Sundance 2017: Kitty Green’s bold and unsettling film plays with the conventions of nonfiction filmmaking

Casting JonBenet
Casting JonBenet still

It’s a documentary about a famous murder, and the director interviewed dozens of people who are seen onscreen discussing the case and everything that surrounded it. So you know the kind of movie that “Casting JonBenet” is going to be, right?

Wrong. The film, which had its world premiere in Sundance on Sunday, is miles from a conventional doc. Those people that director Kitty Green interviewed are not experts or participants in the events of December 1996, when six-year-old JonBenet Ramsey was found beaten and strangled in the basement of her parents’ Colorado home.

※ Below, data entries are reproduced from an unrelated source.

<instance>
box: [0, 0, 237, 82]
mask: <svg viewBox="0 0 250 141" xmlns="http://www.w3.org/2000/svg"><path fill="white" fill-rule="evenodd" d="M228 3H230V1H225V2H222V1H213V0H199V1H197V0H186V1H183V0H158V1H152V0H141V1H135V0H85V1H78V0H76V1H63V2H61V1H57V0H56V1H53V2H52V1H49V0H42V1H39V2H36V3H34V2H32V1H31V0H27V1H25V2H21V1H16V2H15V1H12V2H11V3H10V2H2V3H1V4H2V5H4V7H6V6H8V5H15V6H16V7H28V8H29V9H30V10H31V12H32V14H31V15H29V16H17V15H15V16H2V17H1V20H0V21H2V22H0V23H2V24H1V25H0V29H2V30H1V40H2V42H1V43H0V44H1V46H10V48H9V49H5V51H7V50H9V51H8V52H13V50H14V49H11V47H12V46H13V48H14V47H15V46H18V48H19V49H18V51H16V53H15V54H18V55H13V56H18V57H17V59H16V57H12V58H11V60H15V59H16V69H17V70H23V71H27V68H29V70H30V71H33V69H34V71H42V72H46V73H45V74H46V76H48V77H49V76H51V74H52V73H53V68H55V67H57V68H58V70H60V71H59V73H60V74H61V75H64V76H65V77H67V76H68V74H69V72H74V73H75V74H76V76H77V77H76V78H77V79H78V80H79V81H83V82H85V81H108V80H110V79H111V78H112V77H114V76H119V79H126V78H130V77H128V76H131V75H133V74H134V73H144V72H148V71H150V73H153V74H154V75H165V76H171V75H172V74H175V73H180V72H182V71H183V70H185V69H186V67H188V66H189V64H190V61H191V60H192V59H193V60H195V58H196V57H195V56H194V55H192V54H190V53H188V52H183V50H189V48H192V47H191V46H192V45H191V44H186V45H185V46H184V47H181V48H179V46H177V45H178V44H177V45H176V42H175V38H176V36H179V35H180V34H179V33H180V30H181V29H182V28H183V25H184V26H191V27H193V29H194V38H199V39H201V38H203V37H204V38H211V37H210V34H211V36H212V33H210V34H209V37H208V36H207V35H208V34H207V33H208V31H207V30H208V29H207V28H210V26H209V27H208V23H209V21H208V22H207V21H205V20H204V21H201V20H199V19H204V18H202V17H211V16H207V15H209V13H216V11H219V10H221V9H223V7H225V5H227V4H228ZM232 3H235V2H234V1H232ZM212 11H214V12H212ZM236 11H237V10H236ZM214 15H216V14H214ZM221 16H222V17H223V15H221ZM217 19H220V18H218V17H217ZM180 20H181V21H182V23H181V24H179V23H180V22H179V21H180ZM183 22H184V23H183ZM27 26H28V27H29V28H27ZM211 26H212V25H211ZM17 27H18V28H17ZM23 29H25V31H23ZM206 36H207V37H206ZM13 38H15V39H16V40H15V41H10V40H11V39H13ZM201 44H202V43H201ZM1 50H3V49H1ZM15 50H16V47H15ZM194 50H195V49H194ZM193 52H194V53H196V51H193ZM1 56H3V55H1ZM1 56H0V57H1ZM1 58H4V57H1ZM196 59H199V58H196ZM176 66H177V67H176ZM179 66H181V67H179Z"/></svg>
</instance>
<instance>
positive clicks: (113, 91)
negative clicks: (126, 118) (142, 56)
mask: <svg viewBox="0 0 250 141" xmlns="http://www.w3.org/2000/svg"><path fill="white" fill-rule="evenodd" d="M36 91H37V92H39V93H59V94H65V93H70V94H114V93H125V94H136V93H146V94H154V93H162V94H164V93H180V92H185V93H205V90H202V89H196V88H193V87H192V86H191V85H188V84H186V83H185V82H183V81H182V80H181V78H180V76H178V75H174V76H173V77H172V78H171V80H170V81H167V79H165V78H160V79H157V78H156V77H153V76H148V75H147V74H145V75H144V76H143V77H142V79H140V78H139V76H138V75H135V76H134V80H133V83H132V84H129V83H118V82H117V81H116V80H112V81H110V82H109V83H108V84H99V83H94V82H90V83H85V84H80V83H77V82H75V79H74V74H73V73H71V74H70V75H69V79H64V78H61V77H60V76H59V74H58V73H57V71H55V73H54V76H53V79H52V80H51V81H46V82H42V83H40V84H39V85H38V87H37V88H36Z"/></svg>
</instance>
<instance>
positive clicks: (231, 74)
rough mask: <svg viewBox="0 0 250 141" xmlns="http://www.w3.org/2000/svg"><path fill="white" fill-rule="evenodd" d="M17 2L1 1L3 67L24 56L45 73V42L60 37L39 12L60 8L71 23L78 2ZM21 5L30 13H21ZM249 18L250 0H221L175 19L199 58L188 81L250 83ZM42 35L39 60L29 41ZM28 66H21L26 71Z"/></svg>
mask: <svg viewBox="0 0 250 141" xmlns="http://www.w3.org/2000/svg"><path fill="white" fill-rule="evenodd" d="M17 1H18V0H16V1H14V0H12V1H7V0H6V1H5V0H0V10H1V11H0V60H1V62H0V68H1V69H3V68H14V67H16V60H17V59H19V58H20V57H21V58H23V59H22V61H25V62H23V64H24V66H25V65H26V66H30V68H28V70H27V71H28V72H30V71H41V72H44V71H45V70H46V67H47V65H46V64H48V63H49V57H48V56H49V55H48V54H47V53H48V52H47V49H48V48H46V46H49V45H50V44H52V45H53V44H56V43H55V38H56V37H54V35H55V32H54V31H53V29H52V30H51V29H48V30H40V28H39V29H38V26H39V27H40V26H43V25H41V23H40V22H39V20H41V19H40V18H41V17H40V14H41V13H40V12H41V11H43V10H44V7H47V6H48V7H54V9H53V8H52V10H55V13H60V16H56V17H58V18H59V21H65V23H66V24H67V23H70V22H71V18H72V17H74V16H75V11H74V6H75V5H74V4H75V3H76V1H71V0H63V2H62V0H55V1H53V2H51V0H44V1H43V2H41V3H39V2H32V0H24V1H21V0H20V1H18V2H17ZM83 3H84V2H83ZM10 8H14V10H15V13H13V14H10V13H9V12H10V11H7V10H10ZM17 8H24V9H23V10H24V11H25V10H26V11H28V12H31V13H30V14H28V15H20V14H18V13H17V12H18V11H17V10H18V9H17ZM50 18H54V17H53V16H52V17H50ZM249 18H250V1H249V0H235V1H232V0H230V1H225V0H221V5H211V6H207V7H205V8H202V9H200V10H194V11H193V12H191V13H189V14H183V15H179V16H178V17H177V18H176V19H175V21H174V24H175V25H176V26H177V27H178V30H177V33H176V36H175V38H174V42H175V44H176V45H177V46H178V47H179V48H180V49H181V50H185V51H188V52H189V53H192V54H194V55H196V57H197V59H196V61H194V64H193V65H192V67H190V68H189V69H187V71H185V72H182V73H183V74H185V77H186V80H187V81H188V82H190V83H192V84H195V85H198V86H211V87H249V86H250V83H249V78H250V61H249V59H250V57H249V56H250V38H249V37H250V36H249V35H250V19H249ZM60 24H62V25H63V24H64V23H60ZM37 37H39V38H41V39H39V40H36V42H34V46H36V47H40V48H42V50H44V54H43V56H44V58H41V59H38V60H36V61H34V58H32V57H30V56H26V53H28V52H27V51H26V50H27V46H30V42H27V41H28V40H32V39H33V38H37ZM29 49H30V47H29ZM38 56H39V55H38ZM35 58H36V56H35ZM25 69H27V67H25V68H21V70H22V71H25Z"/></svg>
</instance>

They didn’t know the Ramseys and they don’t have any particular expertise; instead, they are local actors who are auditioning to play the family in re-enactments.

We learn lots about the case in “Casting JonBenet,” but we don’t know if we can trust any of it. Mostly, we learn how people process information, how stories spread, how impressions form and how supposition can harden into certainty.

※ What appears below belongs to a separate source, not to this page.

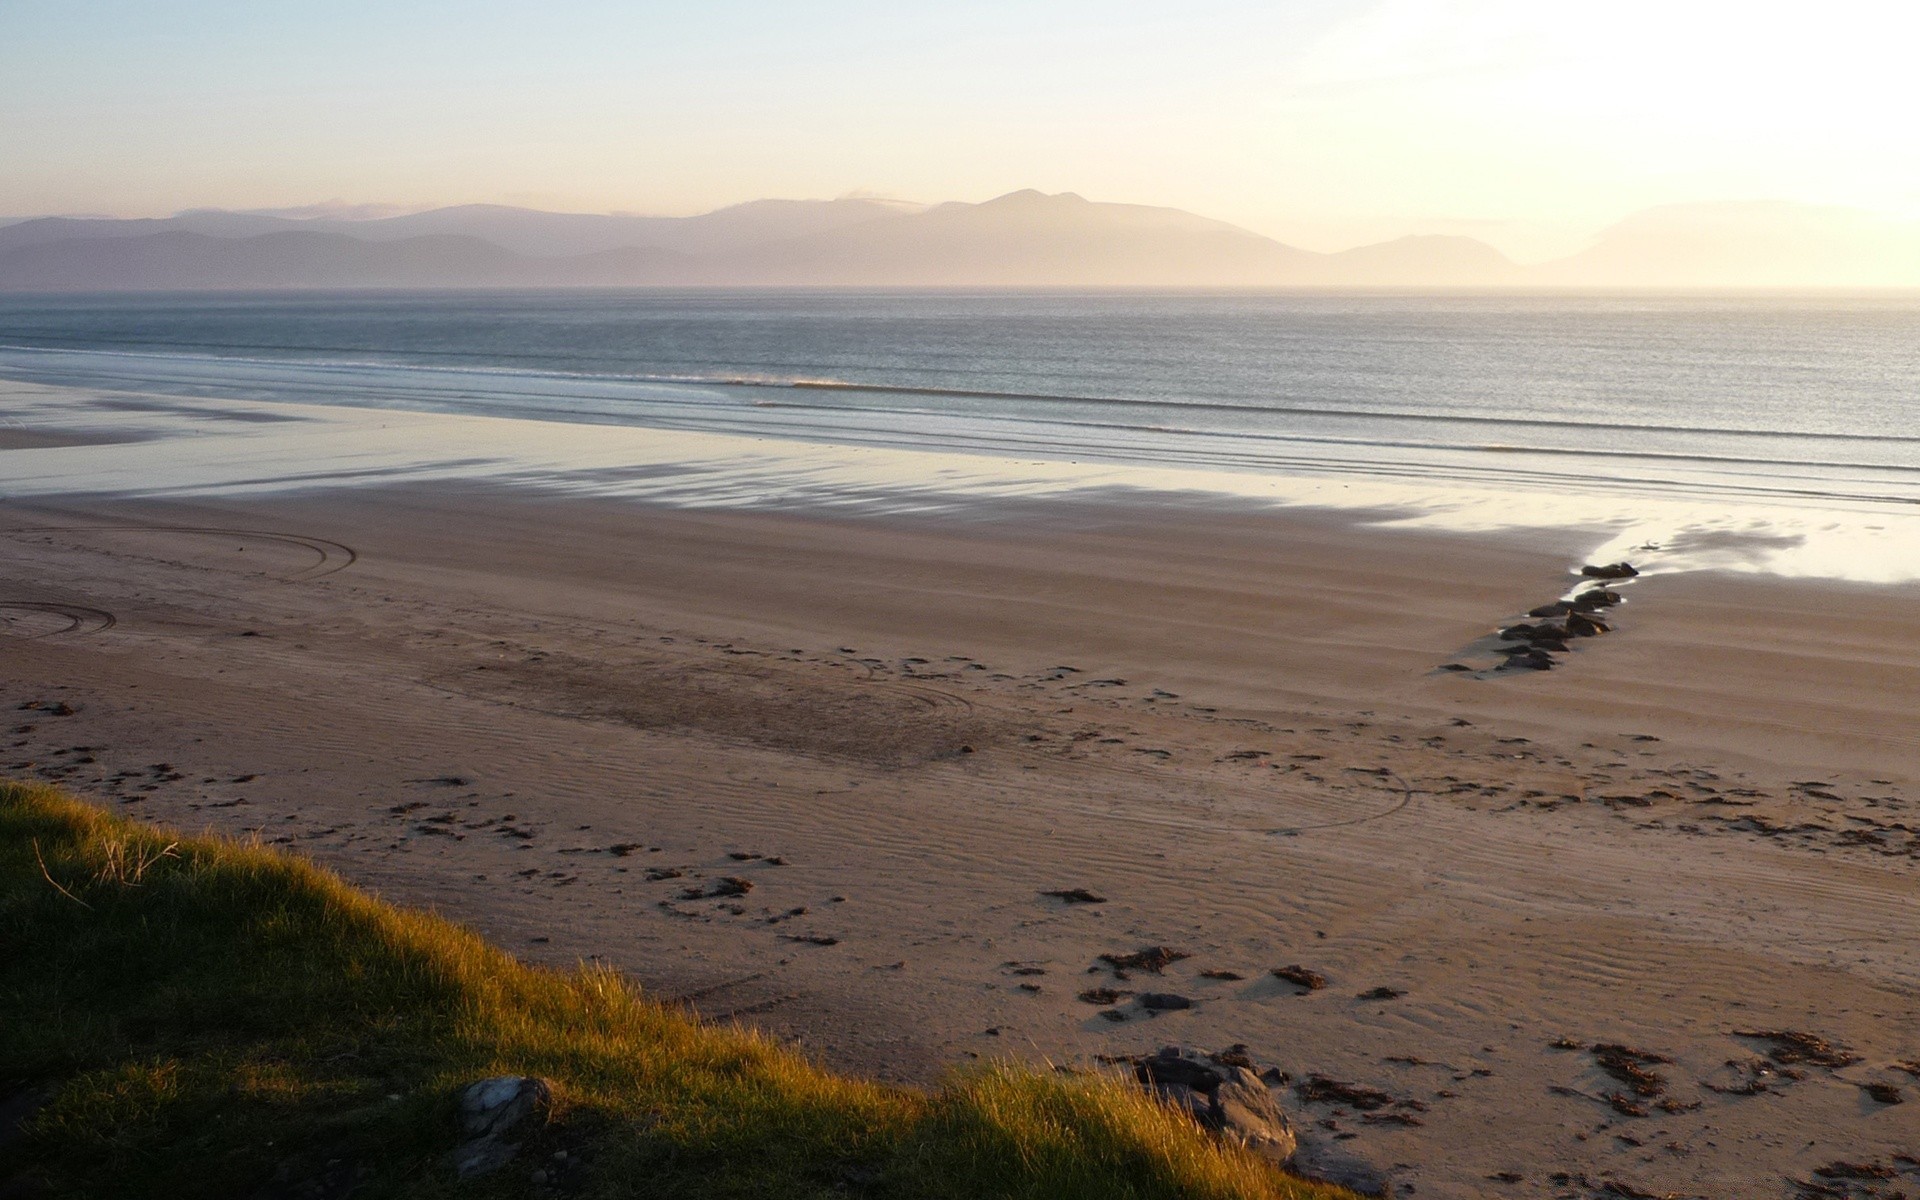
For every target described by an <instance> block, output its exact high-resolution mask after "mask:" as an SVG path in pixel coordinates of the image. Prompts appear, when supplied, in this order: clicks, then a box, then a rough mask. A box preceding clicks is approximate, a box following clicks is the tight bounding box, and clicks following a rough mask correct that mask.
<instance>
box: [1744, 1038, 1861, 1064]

“Casting JonBenet,” it turns out, isn’t about JonBenet Ramsey at all. It’s about us.

That makes it a fascinating and perplexing piece of storytelling. At a time when voters are being accused of casting ballots on the basis of too little information, the men and women of Boulder have assessed guilt or innocence on the basis of conflicting theories, a bungled investigation and personal biases, and their musings make for a poetic but disturbing film.

The tricky task for Green was to form a real narrative out of this material, which she accomplishes partly by having the comments become more and more personal and revealing, partly by building toward a shifting fantasia of re-enactments in which all the conflicting theories play out on a single group of linked sets.

“Casting JonBenet” is a work of grace and beauty, but by the time it ends it may also have you questioning whether it’s right to turn the murder of a child into an art project.

Unsettling and unnerving, the film is also a bold attempt to do something new with the nonfiction format. (Not completely new: Green first used this approach with her last film, “The Face of Ukraine: Casting Oksana Baiul.”) And it uncovers truths, even if they aren’t the ones we’re expecting to find.